We left off earlier this week with the question of why the shiur for bal yera’eh is a k’zayis. Rashi (Sukkah 27b) writes that there cannot be a partnership created with shares worth less than a perutah in value, implying that there is no concept of ownership on such a small stake. If so, even if a piece of chameitz is larger than a k’zayis, so long as its value is less than a perutah, one is not considered its owner and should not be in violation of bal yera’eh.
Anonymous was mechavein to R’ Scheinberg’s first answer, namely that at least some Rishonim see bal yera’eh as a safeguard against eating chameitz. Therefore, the shiur for bal yera’eh is k’zayis, the same as the shiur of the issur of achilas chameitz, not the shiur of perutah used to define ownership.
A second answer given by Rav Scheinberg makes use of a chiddush the gemara says with regard to chameitz and bor b’reshus harabim. The gemara writes that in reality one does not own a bor b’reshus harabim or chameitz on Pesach (what can you do with issurei hana’ah?); nonetheless, the Torah makes one liable for digging the bor in the public domain and for chameitz in one’s home. The fact that chameitz has no value because it is worth less than a pertuah has no more effect than the more general statement that chameitz lacks value on Pesach because one cannot eat it or possess it – nonetheless, one violates bal yera’eh for having it around.

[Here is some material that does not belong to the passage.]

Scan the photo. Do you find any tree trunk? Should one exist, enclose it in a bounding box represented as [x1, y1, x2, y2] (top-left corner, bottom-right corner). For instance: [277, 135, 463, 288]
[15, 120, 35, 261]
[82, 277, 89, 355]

I am not sure I fully grasp this answer. Even granted that chameitz potentially worth $100 and chameitz worth less than a penny is all the same once Pesach arrives, why does that mean we should evaluate bal yera’eh using a shiur of k’zayis? Why not just treat the chameitz as if ownership did theoretically exist and use the standard of perutah?
My son and I both thought that there is another way to resolve this question. Who says bal yera’eh has anything to do with ownership? I can violate bal yera’eh even for keeping the chameitz of a non-Jew in my home, so long as I am responsible if it is lost or stolen (there are technical details here that I am not getting involved in now.) Once we are dealing with an issue that does not depend directly on ownership, but on responsibility, the chiddush of Rashi in Sukkah does not apply.